Yes, there are valid con­cerns about how much NIA wa­ter would be cut in this deal. And even if we can some­how agree on how much wa­ter Pi­nal County farm­ers should get and for how long, that only gets us to 2026.

Some ar­gue that we should just pull off the Band-Aid on agri­cul­ture now, let farm­ers en­dure the pain of ma­jor wa­ter cuts and fun­nel that wa­ter to higher pri­or­ity users, like ci­ties and tribes.

But that fun­da­men­tally mis­un­der­stands the role — and ben­e­fit — of agri­cul­ture in this state.

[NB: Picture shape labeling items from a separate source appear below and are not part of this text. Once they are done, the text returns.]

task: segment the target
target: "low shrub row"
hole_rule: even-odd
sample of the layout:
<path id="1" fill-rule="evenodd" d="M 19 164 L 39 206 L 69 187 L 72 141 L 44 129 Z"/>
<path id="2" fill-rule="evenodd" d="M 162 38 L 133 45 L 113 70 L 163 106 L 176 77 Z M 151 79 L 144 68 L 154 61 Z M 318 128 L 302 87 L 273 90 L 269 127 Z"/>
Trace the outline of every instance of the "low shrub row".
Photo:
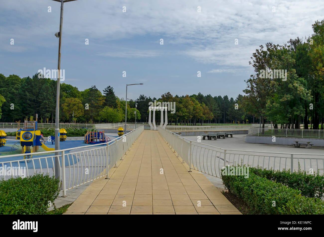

Bail­ing out farm­ers now doesn’t ab­solve them of hard choices — on ev­ery­thing from the crops they plant to whether they should even con­tinue to work the land — once the bail out ends.

But it buys time to make those choices with less fi­nan­cial ruin, given the new re­al­ity they’ve been dealt.

A $23.3 bil­lion in­dus­try de­serves as much.

How long should other wa­ter users sus­tain Pi­nal County farm­ing? That ques­tion may be key to Ari­zona’s role in the Lower Basin Drought Con­tin­gency Plan.